The two extremes of buying investment property are buying outright for cash or buying using none of your own money. Most people’s investment strategy falls somewhere between the two. There are several methods people use to buy investment property using no (or very little) money.
Buying investment property with no money down is a fairly common real estate investing practice. People call the practice using other people’s money (OPM for short). It might sound like a proposition too good to be true, but there are some techniques that work. You just need to learn what they are.
If you already own a primary residence
1. Get a HELOC
Once you have enough equity in your home, typically 15% to 20%, you can apply for a home equity line of credit. Depending on the amount you’re approved for, you could buy an investment property outright, or you could use the HELOC money as a down payment on a property. If you’ll use the HELOC for a down payment, you might not have any cash flow until you pay back the HELOC. You’ll need to run the numbers to decide if the deal is worth it.
2. Do a cash-out refinance
Another method to use when you have about 20% equity in the home is to take out a new mortgage for more than what you owe, called a cash-out refinance. You use the extra money to either buy another property outright or as a down payment on a property.
3. House hack
You also can rent out your home, called house hacking. You can rent to one person or family or rent out the individual rooms. You would then rent an apartment or live elsewhere for less than what you’re charging for rent.

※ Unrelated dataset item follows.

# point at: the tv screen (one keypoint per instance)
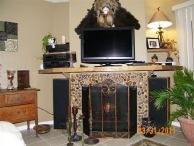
(107, 45)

If you don’t already own property: using OPM
1. Seller financing
Seller financing is when the owner sells you their house directly. The owner would be the lender, not a bank or mortgage company. This works if you don’t qualify for a traditional mortgage now but could in a few years.
Let’s say you’re currently renting a single-family home. You could ask your landlord if they’d be interested in selling you the house. If you’ve been paying rent faithfully, your landlord knows you have the means to do the deal. A real estate attorney can write up a promissory note, used in place of a mortgage, which lists the terms of the deal. You’ll probably need to give the owner a down payment of around 10% of the home’s price to get the deal done. The owner will also probably expect a payoff of the home in about five years, but the payments would be amortized, usually at 30 years. You’d then get a mortgage to pay the balance.
Wholesaling consists of finding and acquiring off-market properties with the goal of selling them to real estate investors for a profit. You’d be a middleman in a real estate deal and get a cut of the action by doing so. You would then sell the contract to buy the house to a real estate investor for more than the price you negotiated with the owner, keeping the difference.
3. Get a partner
This works if you have the time and expertise but not the funding. You would do the work of finding the property, getting a tenant, and managing the property. Your partner provides the down payment to acquire the property. You would split the profits depending on the sort of deal you and your partner negotiate.
There are hurdles to buying investment property today as we head toward a post-pandemic world because of limited supply and high prices. But real estate investing usually pays off. That’s why so many people want in on it. Although difficult, buying investment property isn’t impossible, and you’ll probably find it’s worth the effort.